Lernen auf der Straße
MARK CIRINO und sein Roman „Arizona Blues"
Auch in den USA schreiben junge Menschen Popliteratur, nur macht man nicht so viel Gewese darum, weil es sie dort schon immer gab, seit es Popliteratur gab, das heißt seit den Fünfzigern und den „Beats“. Mark Cirino, Jahrgang 1971, so etwas wie die große weiße Hoffnung des Genres, hat zwei von der Kritik sehr gelobte Romane veröffentlicht und darf schon in Manhattan Creative wntmg unterrichten. So unverkrampft geht das da.
„Arizona Blues“ (Rogner SL Bernhard bei 2001, 326 S., 33 Mark), sein zweites Buch, ist gerade auf deutsch erschienen und erfüllt die Gattungsvorgaben, wie man es sich nur wünschen kann. Viel Musik wird hier zitiert, zumeist die Klassiker: Stones, Velvet Underground, Van Morrison.
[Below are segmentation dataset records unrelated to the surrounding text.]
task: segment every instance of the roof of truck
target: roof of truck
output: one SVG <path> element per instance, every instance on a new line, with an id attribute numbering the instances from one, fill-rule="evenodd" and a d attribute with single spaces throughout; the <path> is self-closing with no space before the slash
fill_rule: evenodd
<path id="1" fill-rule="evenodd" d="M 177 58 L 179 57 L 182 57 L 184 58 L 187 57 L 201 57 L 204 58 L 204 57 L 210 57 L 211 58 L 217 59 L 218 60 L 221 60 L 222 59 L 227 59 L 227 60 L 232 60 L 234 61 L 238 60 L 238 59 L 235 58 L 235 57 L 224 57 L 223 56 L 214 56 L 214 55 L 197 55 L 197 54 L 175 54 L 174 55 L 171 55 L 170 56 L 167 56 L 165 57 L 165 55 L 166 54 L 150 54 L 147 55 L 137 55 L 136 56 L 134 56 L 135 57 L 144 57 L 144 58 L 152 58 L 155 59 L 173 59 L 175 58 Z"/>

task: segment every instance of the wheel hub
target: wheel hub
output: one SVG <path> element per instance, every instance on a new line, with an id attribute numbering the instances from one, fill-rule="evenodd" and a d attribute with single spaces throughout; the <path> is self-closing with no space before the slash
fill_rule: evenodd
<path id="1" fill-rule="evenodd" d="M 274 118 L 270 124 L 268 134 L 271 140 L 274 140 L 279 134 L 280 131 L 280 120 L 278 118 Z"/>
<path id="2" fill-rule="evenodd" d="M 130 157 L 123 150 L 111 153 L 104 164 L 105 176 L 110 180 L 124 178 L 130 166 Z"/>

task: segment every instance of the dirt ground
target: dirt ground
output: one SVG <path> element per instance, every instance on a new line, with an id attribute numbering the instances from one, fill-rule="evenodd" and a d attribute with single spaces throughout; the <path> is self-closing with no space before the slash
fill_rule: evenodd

Auch scheut sich Cirino nicht, die altbekannten Stereotypen und Standardsituationen der amerikanischen Kultur noch einmal fruchtbar zu machen, etwa die Reise durch die Staaten zum Zwecke der Selbstfindung. Und vor allem liefert er Empirie, viel Empirie.
„Die kleinen Erfahrungen, die man unterwegs nebenbei macht, sind es, die man sich merken sollte“, schärft uns Clay ein, der Ich-Erzähler und Front man einer New Yorker Bluesrock-Band. „Nicht den trivialen Quatsch, den sie dir auf der Uni erzählen. Mein Ziel ist es, mir die Weisheit der ganzen Welt zunutze zu machen. Genau. Eines Tages werde ich ein Meisterschüler dessen sein, was man auf der Straße lernt“
Um Weltwissen und nur darum geht es auch Cirino. Wie sein Alter ego, dieser moderne Spinozist und Mystiker in einem, feiert er das Dasein in dessen alltäglichen Facetten mit liebevollen, expressiven Detailbeschreibungen.
Wer so engagiert das Leben auf diesem unvollkommenen Planeten verteidigt, auch wenn er Leid und Trauer keineswegs ausspart, ist im Grunde seines Herzens ein Konservativer. Und ein nachgerade archetypischer, uramerikanischer und in dieser menschenfreundlichen Liberalität nicht mal so unsympathischer Konservativismus spiegelt sich denn auch im Inhalt von „Arizona Blues“ wider.
Clay sitzt an seinem 27. Geburtstag allein in einer Bar und lässt das letzte Jahre Revue passieren: den Geburtstag davor, den er mit Groupie Molly und einer Prise Koks in einer dunklen Seitenstraße verbringt; den brutalen Überfall ihres eifersüchtigen Redneck-Lovers, der nach einem grandiosen Konzert der Band den Falschen absticht, nämlich Clays besten Freund; schließlich Clays Flucht quer durch die Staaten nach Arizona, wo er Shana kennenlernt und sesshaft wird. Statt für den Exzess entscheidet er sich für das einfache Leben.
Aber Cirino ist glücklicherweise New Yorker genug und verkauft diese doch ein wenig simple und wohlfeile Moral nicht gleich als allein seligmachendes Heilsbekenntnis.